Am 16. August 2011 veräußerte U ... seinen Anteil am Stammkapital der Klägerin von 4.500,00 EUR an die fünf übrigen Gesellschafter; jeder von ihnen erwarb einen zusätzlichen Anteil am Stammkapital von 900,00 EUR. Jeder der fünf übrigen Gesellschafter hielt nunmehr einen Anteil am Stammkapital der Klägerin von 5.400,00 EUR.
Durch Schreiben vom 29. August 2011 machte der Beigeladene zu 1 insbesondere geltend, seit 1. Juli 2011 alleiniger Geschäftsführer der Klägerin zu sein, weil U ... mit Wirkung vom 30. Juni 2011 als Geschäftsführer abberufen worden sei. – Dies war ausweislich Blatt 131 der Verwaltungsakte der Beklagten tatsächlich der Fall. – Darüber hinaus sei er im Hinblick auf Arbeitsort, -zeit und ausübung seiner Tätigkeit völlig frei.
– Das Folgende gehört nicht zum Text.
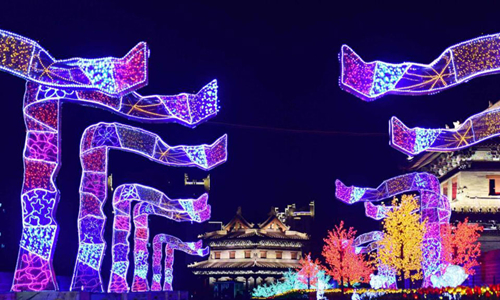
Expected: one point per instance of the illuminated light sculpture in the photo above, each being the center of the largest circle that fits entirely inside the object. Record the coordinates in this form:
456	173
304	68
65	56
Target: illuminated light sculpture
103	82
457	64
171	243
95	144
174	209
475	129
434	207
369	238
141	237
112	76
39	198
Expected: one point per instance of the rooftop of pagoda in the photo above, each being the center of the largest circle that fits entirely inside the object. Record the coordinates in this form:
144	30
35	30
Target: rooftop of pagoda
240	228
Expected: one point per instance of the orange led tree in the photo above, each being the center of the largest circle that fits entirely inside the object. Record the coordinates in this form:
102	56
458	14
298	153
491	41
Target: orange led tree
401	247
460	245
340	255
308	270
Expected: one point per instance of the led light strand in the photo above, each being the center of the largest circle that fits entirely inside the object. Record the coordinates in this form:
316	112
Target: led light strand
434	207
457	64
112	76
477	128
123	197
141	237
95	144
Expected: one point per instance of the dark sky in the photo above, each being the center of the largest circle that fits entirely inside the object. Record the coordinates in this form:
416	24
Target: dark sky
277	67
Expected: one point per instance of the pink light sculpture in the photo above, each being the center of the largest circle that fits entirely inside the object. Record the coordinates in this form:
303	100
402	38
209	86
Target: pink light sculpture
142	211
434	207
104	82
95	144
475	129
112	76
171	243
175	209
457	64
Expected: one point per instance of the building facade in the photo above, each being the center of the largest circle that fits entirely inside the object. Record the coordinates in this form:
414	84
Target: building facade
252	254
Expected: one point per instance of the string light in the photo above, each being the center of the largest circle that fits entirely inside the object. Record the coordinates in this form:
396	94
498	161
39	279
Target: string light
95	144
171	243
457	64
434	208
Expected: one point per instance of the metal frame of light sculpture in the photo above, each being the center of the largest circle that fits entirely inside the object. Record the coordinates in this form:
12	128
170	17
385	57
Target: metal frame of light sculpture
41	156
112	76
171	243
142	211
103	82
94	147
457	64
175	209
477	128
368	239
434	207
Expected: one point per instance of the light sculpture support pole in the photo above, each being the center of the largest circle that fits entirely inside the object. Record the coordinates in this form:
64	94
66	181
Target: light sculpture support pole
95	144
457	64
434	207
175	209
171	243
141	237
475	129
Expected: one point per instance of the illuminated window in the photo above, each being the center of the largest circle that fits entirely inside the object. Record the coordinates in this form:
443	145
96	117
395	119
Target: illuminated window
494	181
454	188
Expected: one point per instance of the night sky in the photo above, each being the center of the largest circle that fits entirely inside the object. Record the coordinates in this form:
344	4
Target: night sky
292	130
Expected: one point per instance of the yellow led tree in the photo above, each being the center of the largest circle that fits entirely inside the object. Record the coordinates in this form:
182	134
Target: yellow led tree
401	247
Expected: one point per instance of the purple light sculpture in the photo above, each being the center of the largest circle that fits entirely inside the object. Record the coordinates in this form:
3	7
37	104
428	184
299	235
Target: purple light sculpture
433	206
174	209
112	76
475	129
457	64
95	144
103	82
141	213
171	243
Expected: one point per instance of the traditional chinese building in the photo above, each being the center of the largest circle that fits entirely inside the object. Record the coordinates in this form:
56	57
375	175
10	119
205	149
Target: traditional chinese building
470	178
250	253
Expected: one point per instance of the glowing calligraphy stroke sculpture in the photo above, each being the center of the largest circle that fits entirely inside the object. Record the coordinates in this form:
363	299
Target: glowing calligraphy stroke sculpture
141	238
175	209
434	207
112	76
457	64
477	128
171	243
95	144
105	83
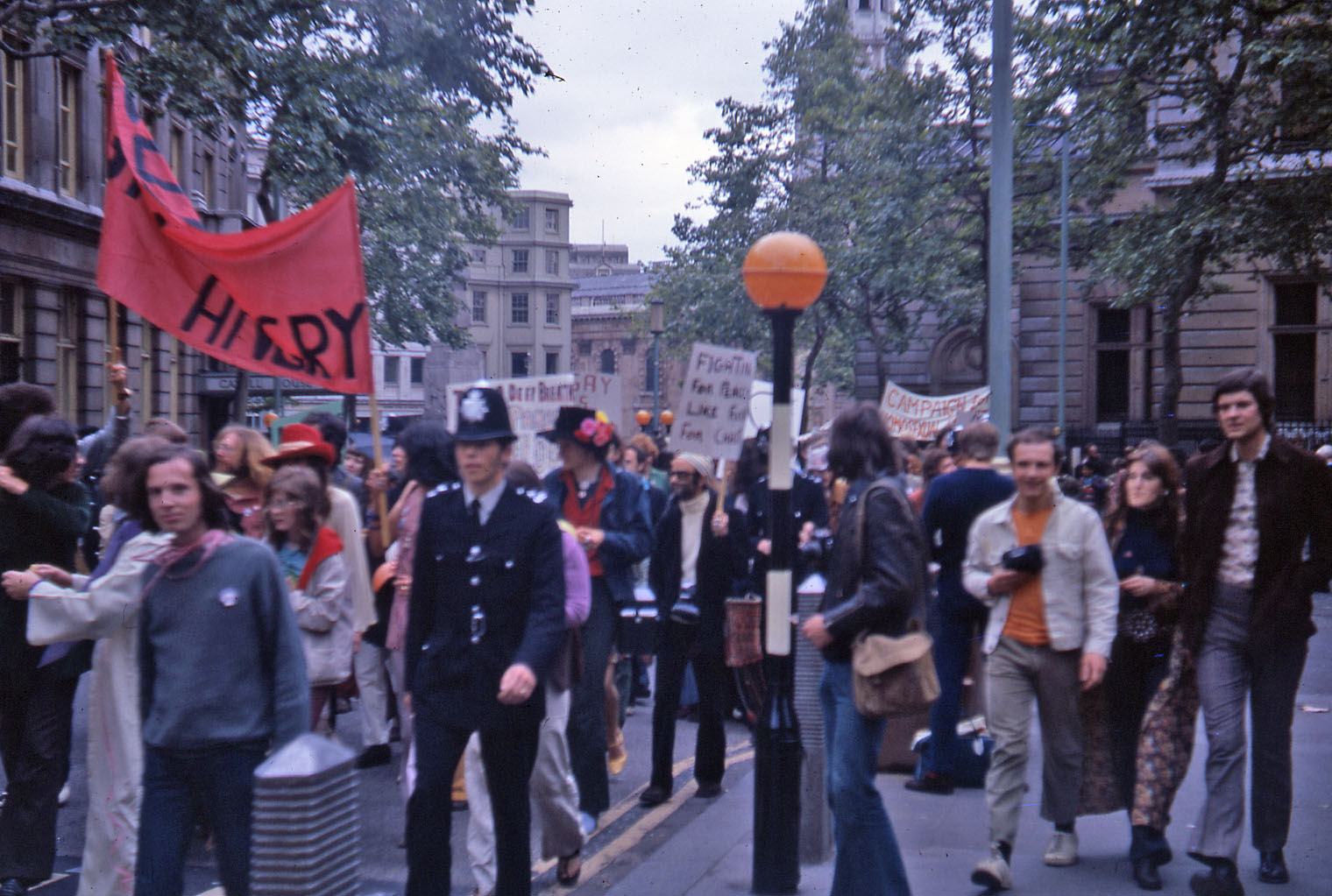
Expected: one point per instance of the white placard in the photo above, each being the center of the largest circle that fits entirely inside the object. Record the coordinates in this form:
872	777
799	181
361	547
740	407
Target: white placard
714	401
533	404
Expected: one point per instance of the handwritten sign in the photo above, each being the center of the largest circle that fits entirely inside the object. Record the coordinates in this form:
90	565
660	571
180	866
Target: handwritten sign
922	417
533	404
714	402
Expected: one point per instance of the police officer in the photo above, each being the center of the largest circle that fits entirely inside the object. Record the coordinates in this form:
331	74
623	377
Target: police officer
485	621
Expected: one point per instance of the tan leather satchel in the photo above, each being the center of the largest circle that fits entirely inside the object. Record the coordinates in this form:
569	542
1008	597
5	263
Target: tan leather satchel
893	676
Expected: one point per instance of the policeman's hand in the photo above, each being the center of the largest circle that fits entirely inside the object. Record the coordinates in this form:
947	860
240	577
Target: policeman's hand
816	631
53	574
1007	581
18	583
1091	670
517	685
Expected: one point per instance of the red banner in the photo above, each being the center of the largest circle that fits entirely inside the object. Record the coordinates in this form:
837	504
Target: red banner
287	299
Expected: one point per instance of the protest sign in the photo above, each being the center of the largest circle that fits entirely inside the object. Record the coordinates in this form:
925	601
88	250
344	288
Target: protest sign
714	401
924	417
533	404
286	300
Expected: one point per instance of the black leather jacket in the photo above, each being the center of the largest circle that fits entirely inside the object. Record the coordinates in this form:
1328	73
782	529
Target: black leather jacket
883	585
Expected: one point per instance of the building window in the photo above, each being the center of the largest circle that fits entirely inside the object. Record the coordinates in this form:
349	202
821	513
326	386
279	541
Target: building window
11	116
67	130
176	153
1295	314
1122	356
208	174
11	332
67	355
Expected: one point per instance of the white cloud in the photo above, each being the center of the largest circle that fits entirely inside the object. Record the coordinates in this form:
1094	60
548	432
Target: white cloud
641	86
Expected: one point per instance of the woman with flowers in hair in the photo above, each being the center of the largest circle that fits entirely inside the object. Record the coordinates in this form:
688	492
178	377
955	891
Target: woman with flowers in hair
607	510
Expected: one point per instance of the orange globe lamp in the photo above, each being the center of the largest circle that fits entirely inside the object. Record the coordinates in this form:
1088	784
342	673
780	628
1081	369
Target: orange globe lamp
785	271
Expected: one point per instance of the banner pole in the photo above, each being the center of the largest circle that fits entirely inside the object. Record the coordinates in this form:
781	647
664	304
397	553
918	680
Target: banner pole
381	502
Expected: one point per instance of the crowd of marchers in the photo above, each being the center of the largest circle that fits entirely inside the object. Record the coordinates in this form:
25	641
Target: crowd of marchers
499	624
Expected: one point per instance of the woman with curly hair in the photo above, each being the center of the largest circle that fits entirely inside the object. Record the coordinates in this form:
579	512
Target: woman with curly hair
43	511
310	555
238	453
1139	724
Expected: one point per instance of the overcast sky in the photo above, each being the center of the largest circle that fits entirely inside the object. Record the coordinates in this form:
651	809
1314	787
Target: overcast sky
641	86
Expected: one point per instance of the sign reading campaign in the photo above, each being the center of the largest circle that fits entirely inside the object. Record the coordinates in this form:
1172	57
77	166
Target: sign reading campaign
922	417
714	402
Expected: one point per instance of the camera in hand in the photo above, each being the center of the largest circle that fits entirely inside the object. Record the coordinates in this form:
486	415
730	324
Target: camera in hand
685	610
1024	560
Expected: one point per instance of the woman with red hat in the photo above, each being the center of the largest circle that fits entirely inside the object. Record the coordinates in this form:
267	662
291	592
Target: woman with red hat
607	509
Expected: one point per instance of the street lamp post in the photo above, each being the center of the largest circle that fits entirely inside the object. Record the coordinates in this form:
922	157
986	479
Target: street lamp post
783	274
655	325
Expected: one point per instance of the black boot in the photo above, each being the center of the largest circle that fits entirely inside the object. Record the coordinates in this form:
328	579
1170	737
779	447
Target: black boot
1222	880
1271	868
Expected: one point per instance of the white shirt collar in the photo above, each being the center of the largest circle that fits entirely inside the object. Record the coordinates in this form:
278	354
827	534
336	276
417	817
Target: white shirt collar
1262	452
488	501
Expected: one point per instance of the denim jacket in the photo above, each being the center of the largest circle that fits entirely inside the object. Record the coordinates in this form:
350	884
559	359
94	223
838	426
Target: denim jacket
1078	581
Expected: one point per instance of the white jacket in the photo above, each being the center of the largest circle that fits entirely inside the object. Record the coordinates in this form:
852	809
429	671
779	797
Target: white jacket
1078	579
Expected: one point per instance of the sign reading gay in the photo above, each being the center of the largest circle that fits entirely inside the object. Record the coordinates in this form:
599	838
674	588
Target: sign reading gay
714	402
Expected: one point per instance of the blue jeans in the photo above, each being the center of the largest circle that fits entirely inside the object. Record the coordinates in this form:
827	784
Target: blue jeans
954	631
215	783
868	860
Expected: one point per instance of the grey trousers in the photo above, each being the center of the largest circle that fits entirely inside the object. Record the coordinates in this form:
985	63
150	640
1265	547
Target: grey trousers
1229	670
1017	675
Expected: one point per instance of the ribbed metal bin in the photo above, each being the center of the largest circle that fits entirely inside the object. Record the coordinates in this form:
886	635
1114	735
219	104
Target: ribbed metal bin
816	815
307	822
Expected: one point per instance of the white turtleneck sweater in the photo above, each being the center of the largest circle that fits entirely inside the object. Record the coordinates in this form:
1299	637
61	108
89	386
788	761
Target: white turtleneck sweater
691	537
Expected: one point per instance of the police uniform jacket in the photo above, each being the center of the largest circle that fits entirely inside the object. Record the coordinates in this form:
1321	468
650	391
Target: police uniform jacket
512	568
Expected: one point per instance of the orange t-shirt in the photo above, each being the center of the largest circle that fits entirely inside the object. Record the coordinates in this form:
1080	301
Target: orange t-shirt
1026	622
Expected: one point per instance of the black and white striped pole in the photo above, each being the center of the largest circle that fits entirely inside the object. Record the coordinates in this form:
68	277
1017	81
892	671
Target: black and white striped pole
783	274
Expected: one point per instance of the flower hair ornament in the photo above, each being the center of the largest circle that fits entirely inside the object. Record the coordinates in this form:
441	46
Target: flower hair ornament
594	430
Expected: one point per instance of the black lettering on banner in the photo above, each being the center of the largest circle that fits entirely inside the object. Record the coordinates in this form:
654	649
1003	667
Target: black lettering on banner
236	329
200	309
309	355
345	325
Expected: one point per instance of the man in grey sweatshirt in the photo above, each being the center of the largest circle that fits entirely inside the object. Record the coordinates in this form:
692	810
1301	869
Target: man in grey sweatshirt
222	675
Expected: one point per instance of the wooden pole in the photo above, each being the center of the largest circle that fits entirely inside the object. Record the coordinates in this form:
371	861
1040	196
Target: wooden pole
381	502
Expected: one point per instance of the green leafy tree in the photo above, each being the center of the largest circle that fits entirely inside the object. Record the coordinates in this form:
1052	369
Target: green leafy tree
852	159
393	94
1235	97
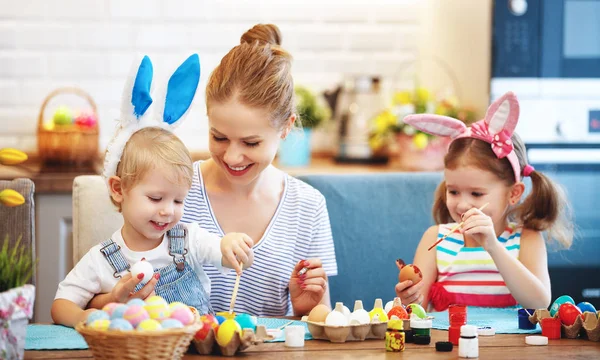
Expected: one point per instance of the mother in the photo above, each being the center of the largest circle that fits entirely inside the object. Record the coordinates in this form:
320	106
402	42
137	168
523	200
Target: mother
250	104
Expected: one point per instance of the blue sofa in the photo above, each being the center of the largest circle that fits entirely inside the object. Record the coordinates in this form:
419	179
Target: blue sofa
379	217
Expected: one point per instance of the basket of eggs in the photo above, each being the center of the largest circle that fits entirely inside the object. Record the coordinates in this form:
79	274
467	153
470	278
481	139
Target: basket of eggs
151	329
68	137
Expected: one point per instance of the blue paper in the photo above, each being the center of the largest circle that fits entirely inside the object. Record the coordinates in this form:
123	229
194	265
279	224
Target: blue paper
503	320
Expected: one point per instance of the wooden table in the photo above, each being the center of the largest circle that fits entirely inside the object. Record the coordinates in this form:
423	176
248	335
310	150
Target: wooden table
494	347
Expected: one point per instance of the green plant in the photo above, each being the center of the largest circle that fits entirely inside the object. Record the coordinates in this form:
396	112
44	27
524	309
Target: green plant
311	112
16	265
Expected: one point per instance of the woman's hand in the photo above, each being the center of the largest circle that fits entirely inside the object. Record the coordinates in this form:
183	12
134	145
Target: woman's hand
307	289
480	227
409	293
124	289
236	247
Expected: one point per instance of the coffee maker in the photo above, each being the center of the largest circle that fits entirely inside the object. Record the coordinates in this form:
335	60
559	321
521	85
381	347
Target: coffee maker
354	105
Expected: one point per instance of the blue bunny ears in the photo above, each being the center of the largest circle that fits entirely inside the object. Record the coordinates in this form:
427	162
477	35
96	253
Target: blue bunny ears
139	109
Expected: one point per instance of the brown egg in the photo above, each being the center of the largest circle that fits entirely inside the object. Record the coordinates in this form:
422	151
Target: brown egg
319	313
410	272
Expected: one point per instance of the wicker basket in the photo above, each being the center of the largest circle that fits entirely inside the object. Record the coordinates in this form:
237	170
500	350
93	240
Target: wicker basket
137	345
67	144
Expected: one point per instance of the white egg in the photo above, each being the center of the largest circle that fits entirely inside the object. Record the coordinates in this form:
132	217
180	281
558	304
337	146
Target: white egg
359	317
336	318
142	267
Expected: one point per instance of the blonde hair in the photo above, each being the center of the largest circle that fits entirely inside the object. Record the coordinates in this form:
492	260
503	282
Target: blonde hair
257	72
545	208
154	148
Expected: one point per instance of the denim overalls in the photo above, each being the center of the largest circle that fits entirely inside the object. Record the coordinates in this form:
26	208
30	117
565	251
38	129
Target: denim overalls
178	281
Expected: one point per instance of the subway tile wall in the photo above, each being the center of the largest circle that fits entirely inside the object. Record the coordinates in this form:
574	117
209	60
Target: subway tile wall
45	45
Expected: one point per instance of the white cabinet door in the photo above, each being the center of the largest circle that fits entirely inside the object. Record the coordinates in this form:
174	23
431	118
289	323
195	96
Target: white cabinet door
54	244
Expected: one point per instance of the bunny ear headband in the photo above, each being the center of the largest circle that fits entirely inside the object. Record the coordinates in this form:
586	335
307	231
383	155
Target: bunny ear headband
496	129
167	110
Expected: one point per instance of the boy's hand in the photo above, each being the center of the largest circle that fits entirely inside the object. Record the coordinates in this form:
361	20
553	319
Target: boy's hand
123	290
236	248
409	293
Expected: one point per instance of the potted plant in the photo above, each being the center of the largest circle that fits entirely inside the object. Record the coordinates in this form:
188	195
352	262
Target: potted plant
295	148
16	269
410	148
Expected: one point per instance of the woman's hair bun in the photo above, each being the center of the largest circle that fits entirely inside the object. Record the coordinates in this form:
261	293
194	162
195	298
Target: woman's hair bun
263	33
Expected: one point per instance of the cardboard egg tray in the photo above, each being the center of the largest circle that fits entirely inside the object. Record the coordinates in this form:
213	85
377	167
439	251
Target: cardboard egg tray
586	325
340	334
238	342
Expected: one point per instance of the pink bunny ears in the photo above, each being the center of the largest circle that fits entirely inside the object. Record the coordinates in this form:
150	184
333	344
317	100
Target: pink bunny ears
496	128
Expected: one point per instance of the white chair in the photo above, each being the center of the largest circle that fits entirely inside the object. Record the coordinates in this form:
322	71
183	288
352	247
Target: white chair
95	218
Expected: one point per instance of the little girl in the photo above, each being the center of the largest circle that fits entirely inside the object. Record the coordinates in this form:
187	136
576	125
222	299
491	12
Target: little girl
149	174
497	258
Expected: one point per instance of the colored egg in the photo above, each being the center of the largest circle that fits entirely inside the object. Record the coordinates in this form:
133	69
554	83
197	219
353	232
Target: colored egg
378	315
149	325
184	315
227	331
417	310
157	308
101	324
319	313
399	312
97	315
246	321
120	324
586	306
568	313
119	311
171	324
110	307
135	314
208	322
558	302
136	301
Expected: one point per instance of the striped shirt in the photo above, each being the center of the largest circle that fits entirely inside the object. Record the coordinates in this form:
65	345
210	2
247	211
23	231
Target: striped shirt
299	230
469	274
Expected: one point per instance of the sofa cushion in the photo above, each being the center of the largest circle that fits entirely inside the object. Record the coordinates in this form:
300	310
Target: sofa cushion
375	219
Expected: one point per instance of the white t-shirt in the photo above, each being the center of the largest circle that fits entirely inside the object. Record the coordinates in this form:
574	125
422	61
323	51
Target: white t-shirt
93	274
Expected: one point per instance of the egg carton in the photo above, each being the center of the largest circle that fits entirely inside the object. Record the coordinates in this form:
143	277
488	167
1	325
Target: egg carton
586	324
238	342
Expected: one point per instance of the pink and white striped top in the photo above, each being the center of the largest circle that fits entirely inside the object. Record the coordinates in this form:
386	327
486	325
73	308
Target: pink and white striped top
468	275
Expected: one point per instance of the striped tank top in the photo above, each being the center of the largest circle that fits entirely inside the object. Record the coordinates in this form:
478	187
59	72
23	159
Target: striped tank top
468	275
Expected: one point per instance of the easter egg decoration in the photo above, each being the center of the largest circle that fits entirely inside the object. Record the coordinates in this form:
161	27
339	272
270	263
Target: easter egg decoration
62	116
568	313
157	308
246	321
377	315
120	324
119	311
558	302
586	306
408	272
359	316
319	313
97	315
184	315
135	314
417	310
208	321
142	267
149	325
227	331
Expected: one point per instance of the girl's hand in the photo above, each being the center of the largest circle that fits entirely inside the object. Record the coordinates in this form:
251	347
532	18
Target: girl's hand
237	247
409	293
480	227
123	290
307	289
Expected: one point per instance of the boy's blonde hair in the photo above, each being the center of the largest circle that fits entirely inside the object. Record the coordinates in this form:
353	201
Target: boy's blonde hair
154	148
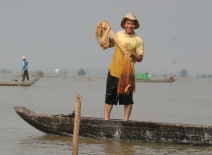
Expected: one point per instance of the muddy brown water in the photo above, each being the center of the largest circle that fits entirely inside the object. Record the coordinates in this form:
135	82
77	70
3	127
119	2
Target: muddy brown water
184	101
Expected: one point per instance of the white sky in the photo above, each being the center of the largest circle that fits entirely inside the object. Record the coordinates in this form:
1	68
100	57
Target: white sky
60	33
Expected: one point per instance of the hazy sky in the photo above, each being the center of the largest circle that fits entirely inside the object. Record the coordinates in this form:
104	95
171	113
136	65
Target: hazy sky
60	33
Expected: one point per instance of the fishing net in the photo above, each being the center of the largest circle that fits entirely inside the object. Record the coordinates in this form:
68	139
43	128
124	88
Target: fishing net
127	79
102	34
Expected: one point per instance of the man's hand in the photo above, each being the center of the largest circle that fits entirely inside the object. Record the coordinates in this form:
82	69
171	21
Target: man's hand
135	57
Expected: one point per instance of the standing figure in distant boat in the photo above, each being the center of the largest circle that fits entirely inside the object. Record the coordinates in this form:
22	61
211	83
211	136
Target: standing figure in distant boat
171	78
25	68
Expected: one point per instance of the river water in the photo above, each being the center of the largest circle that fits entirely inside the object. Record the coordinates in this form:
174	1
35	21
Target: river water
184	101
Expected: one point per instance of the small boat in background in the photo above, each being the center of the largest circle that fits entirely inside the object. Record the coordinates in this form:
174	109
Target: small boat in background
145	77
156	80
19	83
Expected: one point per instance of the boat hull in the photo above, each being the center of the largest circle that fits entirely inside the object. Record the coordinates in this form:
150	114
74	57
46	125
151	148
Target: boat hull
63	125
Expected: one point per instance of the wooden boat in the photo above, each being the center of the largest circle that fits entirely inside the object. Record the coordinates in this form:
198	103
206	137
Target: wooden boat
116	129
156	80
19	83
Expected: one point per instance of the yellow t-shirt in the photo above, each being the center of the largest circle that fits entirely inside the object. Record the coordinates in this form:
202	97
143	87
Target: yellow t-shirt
133	44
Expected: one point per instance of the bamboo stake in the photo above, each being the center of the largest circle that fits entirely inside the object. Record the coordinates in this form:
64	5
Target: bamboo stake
76	125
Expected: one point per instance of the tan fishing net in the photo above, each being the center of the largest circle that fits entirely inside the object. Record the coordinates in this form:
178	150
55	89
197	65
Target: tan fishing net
102	34
127	79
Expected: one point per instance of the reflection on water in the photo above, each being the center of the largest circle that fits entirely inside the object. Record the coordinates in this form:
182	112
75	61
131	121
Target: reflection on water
49	144
185	101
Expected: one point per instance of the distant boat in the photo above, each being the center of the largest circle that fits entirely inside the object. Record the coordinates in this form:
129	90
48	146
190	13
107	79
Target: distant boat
156	80
19	83
145	77
117	129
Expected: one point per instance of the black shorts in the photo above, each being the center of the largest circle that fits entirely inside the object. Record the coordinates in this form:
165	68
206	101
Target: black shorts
111	96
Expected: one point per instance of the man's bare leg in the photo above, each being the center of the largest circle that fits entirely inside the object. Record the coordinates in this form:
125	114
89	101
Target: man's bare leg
127	111
107	110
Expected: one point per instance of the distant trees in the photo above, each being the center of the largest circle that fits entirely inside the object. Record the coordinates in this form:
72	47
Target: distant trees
81	72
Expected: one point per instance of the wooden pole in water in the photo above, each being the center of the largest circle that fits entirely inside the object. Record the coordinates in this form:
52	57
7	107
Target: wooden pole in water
76	125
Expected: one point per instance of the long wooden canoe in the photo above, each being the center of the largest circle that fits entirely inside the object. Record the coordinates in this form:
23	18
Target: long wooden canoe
19	83
115	129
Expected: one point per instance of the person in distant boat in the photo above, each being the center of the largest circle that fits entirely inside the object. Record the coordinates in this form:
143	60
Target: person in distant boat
25	68
171	78
135	49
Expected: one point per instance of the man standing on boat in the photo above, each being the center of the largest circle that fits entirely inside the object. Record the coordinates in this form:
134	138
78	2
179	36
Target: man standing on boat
25	68
135	49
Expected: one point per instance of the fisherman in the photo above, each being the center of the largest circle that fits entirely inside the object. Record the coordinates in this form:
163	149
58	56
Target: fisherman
135	49
25	68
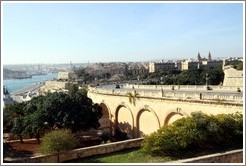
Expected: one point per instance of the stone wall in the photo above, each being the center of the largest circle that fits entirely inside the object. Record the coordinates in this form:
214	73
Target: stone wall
82	152
234	156
233	77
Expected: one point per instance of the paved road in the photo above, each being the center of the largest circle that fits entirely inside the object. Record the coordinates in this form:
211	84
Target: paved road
218	92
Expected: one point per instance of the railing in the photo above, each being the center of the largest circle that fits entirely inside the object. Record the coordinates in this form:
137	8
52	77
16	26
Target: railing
196	95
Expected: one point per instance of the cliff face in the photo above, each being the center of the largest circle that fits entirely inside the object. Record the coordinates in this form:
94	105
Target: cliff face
233	77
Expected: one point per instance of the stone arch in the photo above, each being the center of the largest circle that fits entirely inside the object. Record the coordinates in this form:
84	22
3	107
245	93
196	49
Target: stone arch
124	119
174	115
147	121
105	120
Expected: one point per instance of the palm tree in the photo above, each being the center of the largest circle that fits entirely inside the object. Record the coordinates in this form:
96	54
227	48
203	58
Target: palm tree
132	97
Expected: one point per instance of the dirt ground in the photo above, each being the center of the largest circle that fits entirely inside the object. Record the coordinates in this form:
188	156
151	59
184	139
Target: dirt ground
15	149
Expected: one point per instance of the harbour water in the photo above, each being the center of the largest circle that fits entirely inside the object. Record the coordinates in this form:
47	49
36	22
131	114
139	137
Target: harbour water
16	84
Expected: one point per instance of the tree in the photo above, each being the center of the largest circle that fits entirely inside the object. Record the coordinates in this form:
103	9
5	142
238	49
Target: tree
57	141
74	111
197	131
133	97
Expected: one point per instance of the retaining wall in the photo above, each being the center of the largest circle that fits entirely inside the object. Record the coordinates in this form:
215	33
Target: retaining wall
234	156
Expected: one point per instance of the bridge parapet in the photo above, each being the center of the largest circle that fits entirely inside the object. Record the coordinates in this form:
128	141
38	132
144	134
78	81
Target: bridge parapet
162	93
185	87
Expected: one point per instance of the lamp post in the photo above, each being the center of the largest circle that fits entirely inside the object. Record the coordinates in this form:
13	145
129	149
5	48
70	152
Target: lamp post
161	80
206	81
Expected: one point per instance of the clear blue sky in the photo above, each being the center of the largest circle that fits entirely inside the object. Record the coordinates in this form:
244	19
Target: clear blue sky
96	32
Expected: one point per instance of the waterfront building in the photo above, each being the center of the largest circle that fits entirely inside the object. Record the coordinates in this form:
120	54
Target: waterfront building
233	77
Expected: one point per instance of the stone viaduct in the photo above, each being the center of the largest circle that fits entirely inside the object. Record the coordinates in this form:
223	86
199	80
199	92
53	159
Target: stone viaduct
139	110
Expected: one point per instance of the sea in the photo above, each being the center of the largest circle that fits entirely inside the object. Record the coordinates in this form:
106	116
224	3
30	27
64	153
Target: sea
13	85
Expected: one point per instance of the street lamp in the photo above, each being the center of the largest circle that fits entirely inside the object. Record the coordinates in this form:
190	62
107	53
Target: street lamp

Er verfüge nunmehr allein über die zur Führung des Unternehmens notwendigen Branchenkenntnisse.
Mit Schreiben vom 7. November 2011 stellte der Beigeladene zu 1 klar, für die Tätigkeit bei der Klägerin täglich mehr Arbeitsstunden aufzuwenden (an den Werktagen jeweils neun Stunden, an den Wochenenden jeweils fünf Stunden täglich) als für die Anfertigung seiner Diplomarbeit (fünf Stunden täglich) im Rahmen seines Studiums. Im Sommersemester 2010 und im Wintersemester 2010/2011 war er beurlaubt.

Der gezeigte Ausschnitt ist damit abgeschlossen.